取引に仮想通貨決済を導入したり、ブロックチェーン技術を活用したビジネスを構築したりする企業は、「仮想通関連企業」を名乗ることができます。
既存の事業に加え、新たに仮想通貨事業を創立する企業も増えてきました。
しかし、ようやくアナログからデジタルに移行したような古い体質の企業が、いきなり仮想通貨を取り扱おうとすることは難しいでしょう。
まずは企業資産の一部でビットコインを購入し、保有するだけでも大きな一歩です。
ビットコインのような将来性の高い主要銘柄であれば、ウォレットに放置しているだけでも立派な資産運用につながると思います。

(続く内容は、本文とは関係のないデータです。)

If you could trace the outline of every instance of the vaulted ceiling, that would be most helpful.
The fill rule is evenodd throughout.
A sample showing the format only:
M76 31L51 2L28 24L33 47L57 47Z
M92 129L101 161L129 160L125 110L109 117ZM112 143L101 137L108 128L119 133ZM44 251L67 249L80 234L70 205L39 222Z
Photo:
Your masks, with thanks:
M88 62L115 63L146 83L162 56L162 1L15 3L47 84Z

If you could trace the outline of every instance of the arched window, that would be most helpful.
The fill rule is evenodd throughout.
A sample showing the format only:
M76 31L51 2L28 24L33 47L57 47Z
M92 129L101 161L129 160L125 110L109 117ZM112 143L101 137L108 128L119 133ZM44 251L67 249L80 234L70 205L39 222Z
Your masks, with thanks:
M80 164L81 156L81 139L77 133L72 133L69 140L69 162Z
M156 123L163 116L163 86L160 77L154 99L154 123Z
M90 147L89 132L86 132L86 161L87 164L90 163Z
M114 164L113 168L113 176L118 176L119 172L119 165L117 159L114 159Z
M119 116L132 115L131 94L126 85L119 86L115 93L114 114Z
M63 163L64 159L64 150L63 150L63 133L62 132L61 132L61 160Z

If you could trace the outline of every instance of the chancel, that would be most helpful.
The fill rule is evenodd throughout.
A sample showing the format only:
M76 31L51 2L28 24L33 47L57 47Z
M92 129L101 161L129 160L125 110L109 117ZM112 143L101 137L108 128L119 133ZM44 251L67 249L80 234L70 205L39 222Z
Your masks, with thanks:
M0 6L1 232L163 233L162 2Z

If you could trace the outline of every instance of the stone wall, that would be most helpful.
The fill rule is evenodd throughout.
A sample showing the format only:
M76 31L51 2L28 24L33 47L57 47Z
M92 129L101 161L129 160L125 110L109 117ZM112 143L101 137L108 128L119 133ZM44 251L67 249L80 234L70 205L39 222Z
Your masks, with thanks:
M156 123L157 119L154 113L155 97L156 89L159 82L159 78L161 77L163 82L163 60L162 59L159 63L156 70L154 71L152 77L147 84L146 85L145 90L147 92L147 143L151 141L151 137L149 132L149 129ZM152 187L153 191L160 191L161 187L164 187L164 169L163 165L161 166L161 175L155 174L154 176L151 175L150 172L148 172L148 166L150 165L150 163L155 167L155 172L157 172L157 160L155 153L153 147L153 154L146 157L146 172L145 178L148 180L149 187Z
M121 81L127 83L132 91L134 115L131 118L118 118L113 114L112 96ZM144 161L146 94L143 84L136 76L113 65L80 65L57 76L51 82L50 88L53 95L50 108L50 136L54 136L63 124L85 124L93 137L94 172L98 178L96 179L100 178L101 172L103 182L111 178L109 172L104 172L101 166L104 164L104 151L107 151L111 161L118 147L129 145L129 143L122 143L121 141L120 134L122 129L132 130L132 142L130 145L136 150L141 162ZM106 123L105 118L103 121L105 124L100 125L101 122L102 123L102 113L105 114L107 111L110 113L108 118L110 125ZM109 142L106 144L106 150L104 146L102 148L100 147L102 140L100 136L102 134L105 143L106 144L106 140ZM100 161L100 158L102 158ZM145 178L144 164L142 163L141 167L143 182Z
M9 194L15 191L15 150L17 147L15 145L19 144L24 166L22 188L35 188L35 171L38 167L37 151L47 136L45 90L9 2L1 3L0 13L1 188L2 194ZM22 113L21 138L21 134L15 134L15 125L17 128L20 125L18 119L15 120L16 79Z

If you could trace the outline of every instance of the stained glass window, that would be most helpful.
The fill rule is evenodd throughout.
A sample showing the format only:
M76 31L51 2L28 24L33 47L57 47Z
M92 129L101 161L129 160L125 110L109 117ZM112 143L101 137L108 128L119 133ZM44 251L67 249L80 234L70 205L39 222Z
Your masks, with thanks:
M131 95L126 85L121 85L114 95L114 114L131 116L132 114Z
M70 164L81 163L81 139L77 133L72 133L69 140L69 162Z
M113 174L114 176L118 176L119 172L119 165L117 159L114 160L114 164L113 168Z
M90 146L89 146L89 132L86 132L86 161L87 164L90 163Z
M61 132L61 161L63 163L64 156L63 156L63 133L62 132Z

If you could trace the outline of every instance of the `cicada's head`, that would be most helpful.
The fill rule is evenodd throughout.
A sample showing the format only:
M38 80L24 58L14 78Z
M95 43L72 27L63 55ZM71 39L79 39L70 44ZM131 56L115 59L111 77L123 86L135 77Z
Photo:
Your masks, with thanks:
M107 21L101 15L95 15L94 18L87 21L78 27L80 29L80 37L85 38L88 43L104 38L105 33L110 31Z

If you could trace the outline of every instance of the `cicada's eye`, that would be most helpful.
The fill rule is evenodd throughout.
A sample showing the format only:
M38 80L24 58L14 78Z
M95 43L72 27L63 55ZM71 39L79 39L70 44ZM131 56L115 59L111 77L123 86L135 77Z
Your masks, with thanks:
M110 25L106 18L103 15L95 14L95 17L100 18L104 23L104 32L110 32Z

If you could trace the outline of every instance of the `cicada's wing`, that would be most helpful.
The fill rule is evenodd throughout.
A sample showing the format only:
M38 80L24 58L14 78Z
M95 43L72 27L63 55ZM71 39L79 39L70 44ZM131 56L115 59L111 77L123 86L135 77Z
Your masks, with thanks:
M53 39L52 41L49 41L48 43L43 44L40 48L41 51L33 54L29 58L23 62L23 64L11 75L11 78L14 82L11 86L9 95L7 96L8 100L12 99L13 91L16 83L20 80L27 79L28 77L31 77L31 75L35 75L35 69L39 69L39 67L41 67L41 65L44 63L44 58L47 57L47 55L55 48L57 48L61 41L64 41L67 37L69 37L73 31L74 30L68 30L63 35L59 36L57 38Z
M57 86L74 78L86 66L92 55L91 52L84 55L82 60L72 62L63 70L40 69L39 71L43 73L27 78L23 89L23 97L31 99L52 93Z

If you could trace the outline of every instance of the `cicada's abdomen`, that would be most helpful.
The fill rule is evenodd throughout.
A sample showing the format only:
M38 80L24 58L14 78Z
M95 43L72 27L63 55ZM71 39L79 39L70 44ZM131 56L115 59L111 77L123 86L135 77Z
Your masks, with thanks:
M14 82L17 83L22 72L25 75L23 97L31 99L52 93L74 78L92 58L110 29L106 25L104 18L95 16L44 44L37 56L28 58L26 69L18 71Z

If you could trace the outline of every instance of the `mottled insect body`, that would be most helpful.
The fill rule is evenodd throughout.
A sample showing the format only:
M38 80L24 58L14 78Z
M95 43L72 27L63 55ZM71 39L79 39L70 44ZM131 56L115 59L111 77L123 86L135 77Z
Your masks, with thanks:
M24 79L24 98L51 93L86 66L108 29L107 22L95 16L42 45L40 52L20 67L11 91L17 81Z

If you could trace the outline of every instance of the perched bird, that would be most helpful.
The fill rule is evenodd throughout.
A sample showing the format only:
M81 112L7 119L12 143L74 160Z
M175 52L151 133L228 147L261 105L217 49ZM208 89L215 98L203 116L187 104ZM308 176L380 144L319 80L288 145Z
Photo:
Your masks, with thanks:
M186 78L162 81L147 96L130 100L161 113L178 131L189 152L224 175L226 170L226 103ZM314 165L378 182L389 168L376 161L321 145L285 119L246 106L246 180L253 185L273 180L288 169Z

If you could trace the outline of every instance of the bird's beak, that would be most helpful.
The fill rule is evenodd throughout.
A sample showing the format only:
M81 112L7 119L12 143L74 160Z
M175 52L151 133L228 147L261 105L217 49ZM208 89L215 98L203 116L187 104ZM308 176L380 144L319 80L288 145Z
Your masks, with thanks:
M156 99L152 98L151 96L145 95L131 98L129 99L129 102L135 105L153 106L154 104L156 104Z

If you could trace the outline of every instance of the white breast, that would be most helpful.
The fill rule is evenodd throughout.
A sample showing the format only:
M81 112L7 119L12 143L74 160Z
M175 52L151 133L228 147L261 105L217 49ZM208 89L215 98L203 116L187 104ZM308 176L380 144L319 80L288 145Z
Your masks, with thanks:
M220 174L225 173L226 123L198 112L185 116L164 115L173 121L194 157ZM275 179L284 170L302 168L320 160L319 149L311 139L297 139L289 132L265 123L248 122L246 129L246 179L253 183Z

基本的には利確しない限り税金も発生しないので、仮想通貨に関する知識が十分身につくまでは「持っているだけ」のスタンスをキープしても良いのではないでしょうか。

 

仮想通貨を保有することは、企業にとってもメリットの大きいビジネス戦略です。
ただし、いきなり投資で利益を上げようと欲張れば足元をすくわれるかも…
個人でも法人でも同じですが、安全性の高い取引所を選び、常にセキュリティや投資リスクについても頭に入れておかなくてはなりません。